IV. Aus dem Zulassungsvorbringen ergibt sich ferner keine Divergenz im Sinn von § 124 Abs. 2 Nr. 4 VwGO. Die Darlegung einer Divergenz setzt voraus, dass der Kläger einen inhaltlich bestimmten, die angegriffene Entscheidung tragenden abstrakten Rechts- oder verallgemeinerungsfähigen Tatsachensatz benennt, mit dem die Vorinstanz einem in der Rechtsprechung der übergeordneten Gerichte aufgestellten ebensolchen Rechts- oder Tatsachensatz in Anwendung derselben Rechtsvorschrift widersprochen hat. Behauptet der Kläger hingegen ausschließlich, das Verwaltungsgericht habe einen divergenzfähigen Rechts- oder Tatsachensatz fehlerhaft oder gar nicht angewendet, liegt darin, selbst wenn diese Behauptung zuträfe, lediglich ein Subsumtionsfehler des Verwaltungsgerichts, aber keine Abweichung im Sinne des § 124 Abs. 2 Nr. 4 VwGO.

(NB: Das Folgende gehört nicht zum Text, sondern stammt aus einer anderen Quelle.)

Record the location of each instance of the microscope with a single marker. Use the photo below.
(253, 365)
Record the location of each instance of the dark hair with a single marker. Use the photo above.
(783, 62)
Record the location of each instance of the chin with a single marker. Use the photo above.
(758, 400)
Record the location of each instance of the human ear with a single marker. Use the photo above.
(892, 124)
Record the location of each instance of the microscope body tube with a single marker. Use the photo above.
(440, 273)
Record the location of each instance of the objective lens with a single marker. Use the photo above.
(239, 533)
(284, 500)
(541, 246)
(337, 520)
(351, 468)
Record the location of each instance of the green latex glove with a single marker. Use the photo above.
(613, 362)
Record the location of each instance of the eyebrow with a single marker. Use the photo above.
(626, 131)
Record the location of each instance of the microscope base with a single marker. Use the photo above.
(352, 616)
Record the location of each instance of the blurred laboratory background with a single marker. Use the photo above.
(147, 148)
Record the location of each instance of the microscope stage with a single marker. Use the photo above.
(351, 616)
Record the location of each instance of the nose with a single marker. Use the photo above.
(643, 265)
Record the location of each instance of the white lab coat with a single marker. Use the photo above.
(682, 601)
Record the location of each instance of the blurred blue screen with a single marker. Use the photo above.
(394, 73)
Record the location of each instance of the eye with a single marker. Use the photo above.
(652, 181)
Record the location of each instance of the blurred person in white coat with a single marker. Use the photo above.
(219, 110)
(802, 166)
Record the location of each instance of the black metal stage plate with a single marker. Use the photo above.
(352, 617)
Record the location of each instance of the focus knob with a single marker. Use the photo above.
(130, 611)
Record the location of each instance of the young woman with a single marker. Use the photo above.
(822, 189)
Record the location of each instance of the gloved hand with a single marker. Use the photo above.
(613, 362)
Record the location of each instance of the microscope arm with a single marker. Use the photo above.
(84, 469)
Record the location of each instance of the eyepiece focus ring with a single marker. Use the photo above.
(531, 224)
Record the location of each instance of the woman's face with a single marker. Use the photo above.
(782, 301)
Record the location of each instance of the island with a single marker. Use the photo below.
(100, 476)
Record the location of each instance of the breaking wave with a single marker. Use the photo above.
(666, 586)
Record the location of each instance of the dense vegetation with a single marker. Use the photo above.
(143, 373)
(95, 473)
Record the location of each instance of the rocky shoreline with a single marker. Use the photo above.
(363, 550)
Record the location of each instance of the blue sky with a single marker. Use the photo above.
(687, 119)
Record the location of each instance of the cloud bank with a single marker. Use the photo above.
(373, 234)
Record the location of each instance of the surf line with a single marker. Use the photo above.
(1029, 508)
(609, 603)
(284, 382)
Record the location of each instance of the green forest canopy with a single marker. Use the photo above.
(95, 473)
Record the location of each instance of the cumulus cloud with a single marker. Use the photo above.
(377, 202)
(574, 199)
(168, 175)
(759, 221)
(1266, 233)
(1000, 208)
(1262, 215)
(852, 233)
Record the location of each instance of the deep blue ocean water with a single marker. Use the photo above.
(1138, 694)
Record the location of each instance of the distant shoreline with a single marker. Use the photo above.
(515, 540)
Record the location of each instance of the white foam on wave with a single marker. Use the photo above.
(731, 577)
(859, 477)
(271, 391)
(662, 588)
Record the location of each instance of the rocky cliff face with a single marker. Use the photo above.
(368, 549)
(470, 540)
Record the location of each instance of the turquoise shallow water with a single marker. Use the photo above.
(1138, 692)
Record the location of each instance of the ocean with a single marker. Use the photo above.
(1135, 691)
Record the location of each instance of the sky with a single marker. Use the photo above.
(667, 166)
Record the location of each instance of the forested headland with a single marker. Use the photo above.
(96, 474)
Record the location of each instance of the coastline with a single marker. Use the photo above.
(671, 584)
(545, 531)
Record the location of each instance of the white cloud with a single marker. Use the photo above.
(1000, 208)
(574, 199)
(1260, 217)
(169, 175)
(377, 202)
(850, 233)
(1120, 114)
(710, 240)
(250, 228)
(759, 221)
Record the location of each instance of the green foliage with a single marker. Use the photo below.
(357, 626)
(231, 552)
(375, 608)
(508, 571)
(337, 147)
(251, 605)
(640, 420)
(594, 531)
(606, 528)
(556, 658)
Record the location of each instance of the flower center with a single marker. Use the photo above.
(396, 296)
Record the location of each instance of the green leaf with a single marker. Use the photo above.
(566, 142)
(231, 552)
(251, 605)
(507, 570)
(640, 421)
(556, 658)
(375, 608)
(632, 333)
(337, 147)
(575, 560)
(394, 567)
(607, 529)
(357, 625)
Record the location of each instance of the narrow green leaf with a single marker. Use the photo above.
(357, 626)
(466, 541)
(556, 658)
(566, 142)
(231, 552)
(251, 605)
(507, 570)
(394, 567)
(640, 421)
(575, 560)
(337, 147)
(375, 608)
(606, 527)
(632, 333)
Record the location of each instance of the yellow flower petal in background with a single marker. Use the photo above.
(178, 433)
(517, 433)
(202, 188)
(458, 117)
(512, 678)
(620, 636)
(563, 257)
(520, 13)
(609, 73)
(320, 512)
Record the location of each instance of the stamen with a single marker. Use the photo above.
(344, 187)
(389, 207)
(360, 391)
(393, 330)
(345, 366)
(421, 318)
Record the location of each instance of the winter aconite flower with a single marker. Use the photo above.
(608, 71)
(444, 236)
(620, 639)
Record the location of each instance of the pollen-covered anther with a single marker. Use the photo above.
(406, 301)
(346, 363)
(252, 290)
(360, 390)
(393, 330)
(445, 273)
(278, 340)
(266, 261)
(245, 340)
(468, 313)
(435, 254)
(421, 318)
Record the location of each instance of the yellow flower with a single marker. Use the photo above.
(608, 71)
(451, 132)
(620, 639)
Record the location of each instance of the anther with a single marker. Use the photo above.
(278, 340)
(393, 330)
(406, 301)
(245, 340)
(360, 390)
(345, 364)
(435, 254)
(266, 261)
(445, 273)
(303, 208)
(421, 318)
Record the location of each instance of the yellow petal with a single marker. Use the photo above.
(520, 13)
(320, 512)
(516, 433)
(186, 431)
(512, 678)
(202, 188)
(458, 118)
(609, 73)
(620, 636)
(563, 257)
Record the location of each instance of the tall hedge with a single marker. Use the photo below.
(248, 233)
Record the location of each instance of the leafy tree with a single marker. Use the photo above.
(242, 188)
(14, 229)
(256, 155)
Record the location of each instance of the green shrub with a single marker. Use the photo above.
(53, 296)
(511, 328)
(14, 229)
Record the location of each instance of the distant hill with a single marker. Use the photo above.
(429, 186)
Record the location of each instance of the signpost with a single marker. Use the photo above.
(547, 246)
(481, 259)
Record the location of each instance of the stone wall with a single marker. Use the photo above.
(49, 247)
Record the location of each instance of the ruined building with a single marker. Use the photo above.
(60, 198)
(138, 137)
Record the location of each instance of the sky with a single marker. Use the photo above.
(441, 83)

Vgl. zu § 132 Abs. 2 Nr. 2 VwGO: BVerwG, Beschluss vom 16. September 2020 - 8 B 22.20 -, juris, Rn. 4; zu § 124 Abs. 2 Nr. 4 VwGO: OVG NRW, Beschluss vom 23. Dezember 2025 - 5 A 1807/23 -, juris, Rn. 51 f., m. w. N.
Bei dem durch den Kläger bezeichneten „Standpunkt“ des beschließenden Senats, wonach eine Sonderabgabe mit Finanzierungsfunktion nicht zur Finanzierung allgemeiner Arten- und Naturschutzprojekten herangezogen werden dürfe, den dieser im Rahmen der mündlichen Verhandlung zum Verfahren 9 A 2016/15 eingenommen haben soll, handelt es sich schon nicht um einen Rechtssatz im obigen Sinn, der überhaupt in einer Entscheidung zum Tragen gekommen wäre. Das genannte Verfahren ist vielmehr nach übereinstimmender Hauptsachenerledigung mit Beschluss vom 19. November 2018 eingestellt worden, ohne dass der Senat hierzu inhaltlich Stellung genommen hätte. Unabhängig davon genügt die Abweichungsrüge auch insoweit nicht dem Darlegungserfordernis des § 124a Abs. 4 Satz 4 VwGO, als der Kläger dem Verwaltungsgericht zu Unrecht unterstellt, einen gegenteiligen Rechtssatz aufgestellt zu haben. Dies ist nicht der Fall. Das Verwaltungsgericht bewertet die Fischereiabgabe nach § 36 Abs. 2 LFischG NRW a. F. (heute: § 36a LFischG NRW) gerade als zulässige Sonderabgabe mit Finanzierungsfunktion zur Verfolgung eines besonderen Sachzwecks, konkret der Förderung der Fischerei.
Die Kostenentscheidung folgt aus § 154 Abs. 2 VwGO.
Die Streitwertfestsetzung beruht auf § 47 Abs. 1 und 3, § 52 Abs. 1, Abs. 3 Satz 1 GKG.
Dieser Beschluss ist unanfechtbar (§ 152 Abs. 1 VwGO, § 68 Abs. 1 Satz 5 i. V. m. § 66 Abs. 3 Satz 3 GKG).